Cereal sales go stale as breakfast changes

Cereal, that bedrock of the American breakfast, has lost some of its snap, crackle and pop.

For the past decade, the cereal business has been declining, as consumers reach for granola bars, yogurt and drive-through fare in the morning. And the drop-off has accelerated lately, especially among those finicky millennials who tend to graze on healthy options -- even if Cheerios and some other brands come in whole-grain varieties fortified with protein now.

As a child, Adam Feuerstein started his day with a homemade breakfast. "Growing up, I would combine Frosted Flakes and Cap'n Crunch," said Feuerstein, a financial reporter at The Street. "I have such vivid memories of it that if I walk down the cereal aisle today, I still gravitate toward those cereals."

Cereal companies have tried to play on that nostalgia, with commercials featuring generations of Cheerio eaters or couples fighting over the marshmallows in Lucky Charms.

But Feuerstein, 46, isn't buying the sales pitch. These days, he eats breakfast around 10 or 11 in the morning, preferring juice he makes himself. If he eats cereal at all, it is a Trader Joe's private label version "as a treat," he said.

"You realize that it's just a sugar delivery vehicle," he said of cereal. "We've all gotten a little smarter about the foods we eat, and while there are plenty of healthy cereals out there, I just don't choose to eat much cereal."

Cereal consumption peaked in the mid-1990s, according to the NPD Group, a consumer research firm. Still, some 90 percent of American households report buying ready-to-eat cereal, which remains the largest category of breakfast food with some $10 billion in sales last year, according to Euromonitor, down from $13.9 billion in 2000.
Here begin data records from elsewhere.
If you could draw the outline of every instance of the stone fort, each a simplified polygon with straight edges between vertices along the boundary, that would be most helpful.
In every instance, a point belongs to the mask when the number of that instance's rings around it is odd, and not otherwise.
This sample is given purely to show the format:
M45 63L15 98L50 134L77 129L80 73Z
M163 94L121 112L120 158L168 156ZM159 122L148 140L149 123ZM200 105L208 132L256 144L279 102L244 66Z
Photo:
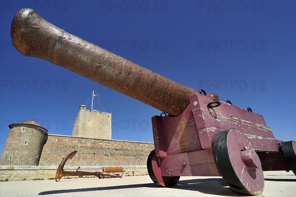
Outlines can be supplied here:
M62 158L75 150L77 154L66 163L68 169L120 166L126 175L148 174L153 144L112 139L111 115L81 105L72 136L48 134L33 120L9 125L0 158L1 179L52 178Z

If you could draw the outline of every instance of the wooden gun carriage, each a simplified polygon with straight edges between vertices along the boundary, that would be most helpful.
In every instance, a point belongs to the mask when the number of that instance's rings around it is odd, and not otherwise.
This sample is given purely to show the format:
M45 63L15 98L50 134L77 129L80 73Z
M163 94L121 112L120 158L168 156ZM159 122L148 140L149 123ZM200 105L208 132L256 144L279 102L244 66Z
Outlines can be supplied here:
M159 186L173 186L180 176L221 175L234 192L259 195L263 171L296 173L296 143L275 139L262 116L251 109L168 79L68 33L31 9L16 14L11 38L24 55L59 65L166 113L152 118L155 150L147 161L150 178Z

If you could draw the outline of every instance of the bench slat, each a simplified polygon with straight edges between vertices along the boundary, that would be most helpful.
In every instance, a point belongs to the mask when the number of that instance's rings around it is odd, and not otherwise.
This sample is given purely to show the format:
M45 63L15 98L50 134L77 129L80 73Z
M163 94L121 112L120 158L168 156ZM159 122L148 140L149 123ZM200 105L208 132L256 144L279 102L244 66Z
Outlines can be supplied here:
M122 167L103 167L103 171L105 172L123 172Z

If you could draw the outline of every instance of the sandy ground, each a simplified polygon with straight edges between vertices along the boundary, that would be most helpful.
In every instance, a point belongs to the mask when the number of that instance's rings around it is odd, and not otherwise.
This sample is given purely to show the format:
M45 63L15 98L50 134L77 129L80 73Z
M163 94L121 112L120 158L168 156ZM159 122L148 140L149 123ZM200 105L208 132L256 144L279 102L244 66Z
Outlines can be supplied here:
M296 176L290 171L264 172L263 197L296 196ZM173 188L161 188L149 176L121 179L79 178L0 182L0 197L242 197L220 177L183 177Z

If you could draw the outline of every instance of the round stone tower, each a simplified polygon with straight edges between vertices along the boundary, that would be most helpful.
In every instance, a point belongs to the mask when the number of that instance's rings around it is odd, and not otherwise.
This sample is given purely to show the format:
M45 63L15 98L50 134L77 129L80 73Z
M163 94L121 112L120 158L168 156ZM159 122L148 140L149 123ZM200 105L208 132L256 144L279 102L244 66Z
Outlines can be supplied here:
M14 165L38 165L47 130L33 120L9 125L1 159Z

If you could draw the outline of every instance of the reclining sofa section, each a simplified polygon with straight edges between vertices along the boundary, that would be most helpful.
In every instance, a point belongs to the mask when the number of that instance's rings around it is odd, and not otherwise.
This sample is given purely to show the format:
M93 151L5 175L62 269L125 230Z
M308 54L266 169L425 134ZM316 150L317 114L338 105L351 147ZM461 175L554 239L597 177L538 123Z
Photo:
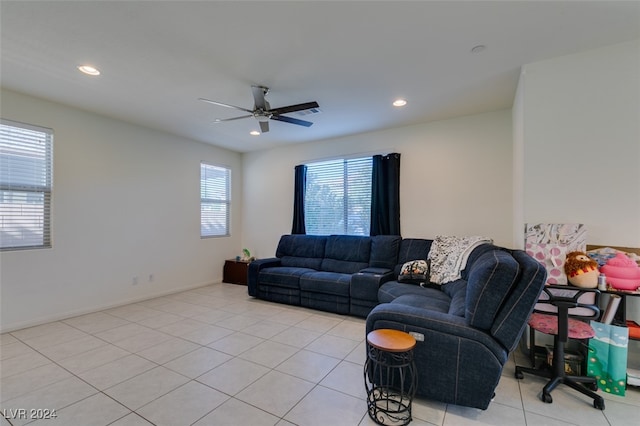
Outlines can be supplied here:
M521 250L482 244L458 280L398 282L403 264L426 260L431 244L399 236L284 235L275 258L249 265L249 295L366 316L366 333L413 333L417 394L486 409L546 271Z
M366 317L393 278L399 236L283 235L276 257L249 264L249 295Z

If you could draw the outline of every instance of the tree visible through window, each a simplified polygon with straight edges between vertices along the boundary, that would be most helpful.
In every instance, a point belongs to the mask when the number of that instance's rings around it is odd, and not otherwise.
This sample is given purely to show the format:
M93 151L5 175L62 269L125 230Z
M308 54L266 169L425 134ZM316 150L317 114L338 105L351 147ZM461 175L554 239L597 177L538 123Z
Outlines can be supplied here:
M369 235L371 157L307 164L305 227L309 235Z
M200 236L228 236L231 170L200 164Z
M0 248L51 247L53 131L0 121Z

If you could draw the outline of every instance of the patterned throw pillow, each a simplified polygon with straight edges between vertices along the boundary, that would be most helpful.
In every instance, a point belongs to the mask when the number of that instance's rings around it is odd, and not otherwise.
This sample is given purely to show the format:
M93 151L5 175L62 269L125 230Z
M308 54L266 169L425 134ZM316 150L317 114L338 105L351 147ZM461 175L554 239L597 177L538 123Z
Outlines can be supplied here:
M429 264L426 260L412 260L402 265L398 282L424 284L429 282Z

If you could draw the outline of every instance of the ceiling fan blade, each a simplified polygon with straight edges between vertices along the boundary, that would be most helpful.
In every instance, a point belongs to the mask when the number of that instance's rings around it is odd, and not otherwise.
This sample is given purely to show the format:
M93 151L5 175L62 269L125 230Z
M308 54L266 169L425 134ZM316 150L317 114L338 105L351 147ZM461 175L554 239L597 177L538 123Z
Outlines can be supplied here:
M286 117L284 115L273 115L272 120L284 121L285 123L297 124L298 126L311 127L313 124L310 121L298 120L297 118Z
M314 109L314 108L319 108L320 105L318 105L317 102L305 102L303 104L297 104L297 105L289 105L286 107L280 107L280 108L274 108L272 110L269 110L269 112L272 112L274 114L287 114L290 112L296 112L296 111L304 111L307 109Z
M255 101L256 109L269 109L269 106L266 105L264 99L264 95L267 94L269 88L264 86L251 86L251 91L253 92L253 100Z
M249 118L249 117L253 117L253 114L251 115L241 115L240 117L232 117L232 118L216 118L213 122L214 123L220 123L223 121L234 121L234 120L240 120L242 118Z
M253 111L250 110L250 109L238 107L238 106L235 106L235 105L223 104L222 102L211 101L211 100L205 99L205 98L198 98L198 100L202 101L202 102L207 102L207 103L210 103L210 104L218 105L218 106L223 106L223 107L226 107L226 108L239 109L240 111L253 113Z

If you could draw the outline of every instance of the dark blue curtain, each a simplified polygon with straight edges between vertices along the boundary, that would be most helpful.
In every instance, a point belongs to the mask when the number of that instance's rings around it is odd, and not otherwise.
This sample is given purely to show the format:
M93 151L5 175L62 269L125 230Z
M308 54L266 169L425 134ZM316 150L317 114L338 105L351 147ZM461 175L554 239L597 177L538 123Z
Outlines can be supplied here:
M304 226L304 193L307 186L307 166L301 164L295 168L293 189L293 226L292 234L306 234Z
M400 234L400 154L373 156L370 235Z

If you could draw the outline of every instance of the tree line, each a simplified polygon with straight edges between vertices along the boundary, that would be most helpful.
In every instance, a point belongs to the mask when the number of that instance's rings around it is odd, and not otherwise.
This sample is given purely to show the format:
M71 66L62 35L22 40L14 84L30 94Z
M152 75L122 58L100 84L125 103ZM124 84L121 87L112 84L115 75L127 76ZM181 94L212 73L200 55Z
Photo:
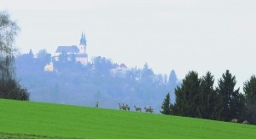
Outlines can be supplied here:
M29 100L29 93L15 78L15 37L20 30L7 12L0 11L0 98Z
M195 71L189 72L182 84L175 89L175 103L171 103L167 93L160 113L221 121L236 119L238 122L247 120L255 125L256 77L253 75L244 83L244 94L239 88L235 89L236 84L236 76L229 70L223 73L216 88L210 72L201 78Z

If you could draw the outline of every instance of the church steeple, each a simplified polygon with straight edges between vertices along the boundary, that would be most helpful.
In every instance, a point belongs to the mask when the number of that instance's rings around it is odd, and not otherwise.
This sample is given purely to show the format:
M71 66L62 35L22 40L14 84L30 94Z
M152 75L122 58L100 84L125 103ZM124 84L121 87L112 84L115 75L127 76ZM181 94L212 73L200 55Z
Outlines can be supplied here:
M80 38L80 45L86 46L85 34L83 32Z

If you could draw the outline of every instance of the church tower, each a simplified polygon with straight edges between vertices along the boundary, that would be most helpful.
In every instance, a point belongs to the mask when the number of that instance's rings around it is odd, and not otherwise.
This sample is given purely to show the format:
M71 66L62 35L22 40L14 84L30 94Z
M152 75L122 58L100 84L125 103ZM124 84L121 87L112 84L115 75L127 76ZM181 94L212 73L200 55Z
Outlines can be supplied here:
M86 54L86 39L85 34L82 32L81 38L80 38L80 44L79 44L79 52L80 54Z

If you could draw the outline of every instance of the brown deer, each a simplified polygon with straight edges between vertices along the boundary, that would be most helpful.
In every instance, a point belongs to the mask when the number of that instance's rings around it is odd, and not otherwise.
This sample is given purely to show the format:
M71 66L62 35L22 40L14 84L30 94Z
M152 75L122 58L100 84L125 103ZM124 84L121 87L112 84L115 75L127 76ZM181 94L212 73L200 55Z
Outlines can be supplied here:
M231 120L232 123L237 123L237 121L238 121L237 119L233 119Z
M136 106L134 106L136 112L142 112L142 108L141 107L137 107Z
M98 102L98 101L96 102L96 104L95 107L99 107L99 102Z

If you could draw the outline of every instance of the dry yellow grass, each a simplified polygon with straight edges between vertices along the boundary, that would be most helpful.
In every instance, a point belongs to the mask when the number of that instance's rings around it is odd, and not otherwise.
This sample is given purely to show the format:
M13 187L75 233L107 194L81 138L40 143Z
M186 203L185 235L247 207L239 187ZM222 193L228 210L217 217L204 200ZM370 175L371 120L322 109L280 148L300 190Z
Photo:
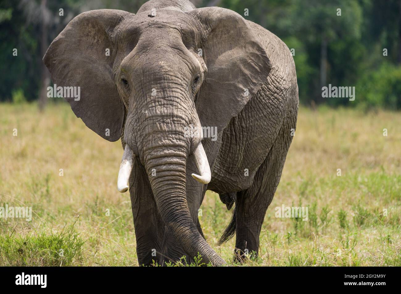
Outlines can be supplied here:
M72 265L138 265L129 195L116 187L119 142L89 130L65 103L43 113L34 104L0 105L0 206L34 211L31 222L0 219L0 236L49 235L77 218L86 242ZM262 227L261 258L247 264L401 265L400 172L399 113L301 108ZM276 218L282 204L308 206L308 220ZM229 262L234 240L216 244L231 212L210 191L202 208L208 242Z

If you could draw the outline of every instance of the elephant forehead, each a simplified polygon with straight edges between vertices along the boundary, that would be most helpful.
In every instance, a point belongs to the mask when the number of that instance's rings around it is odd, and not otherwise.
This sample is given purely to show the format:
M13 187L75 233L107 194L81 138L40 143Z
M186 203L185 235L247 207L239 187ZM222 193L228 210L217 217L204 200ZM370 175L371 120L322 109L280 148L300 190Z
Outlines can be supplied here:
M151 39L165 37L167 33L182 40L186 45L188 43L188 46L198 43L200 25L189 14L163 8L156 10L154 16L152 16L151 12L145 12L125 20L116 36L129 39L133 36L144 36Z

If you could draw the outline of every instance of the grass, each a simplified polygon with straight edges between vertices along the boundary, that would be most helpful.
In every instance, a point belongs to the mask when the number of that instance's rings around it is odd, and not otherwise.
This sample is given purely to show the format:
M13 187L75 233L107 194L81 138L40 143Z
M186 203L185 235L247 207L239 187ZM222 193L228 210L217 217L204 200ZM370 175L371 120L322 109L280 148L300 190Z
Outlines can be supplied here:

Cereal sales have long been subject to dips brought on by food fads like the Atkins diet or bagel mania. And many cereals are neither gluten-free nor protein-rich, so they fail to resonate with the growing number of consumers who are gluten-intolerant or adherents of the so-called paleo diet.

But investment analysts say the current slump is a result of more pernicious trends. "The common observation by a lot of companies facing declining cereal sales is that this is a kind of death by a thousand cuts," said Nicholas Fereday, an investment analyst specializing in food and agriculture at Rabobank and author of a report, "The Cereal Killers: Five Trends Revolutionizing the American Breakfast."

Fereday noted, for instance, that the birthrate was declining -- and children traditionally have been the largest consumers of cereal. Other demographic factors are at play as well: Many surveys have shown that Latinos and Asians prefer other breakfast foods.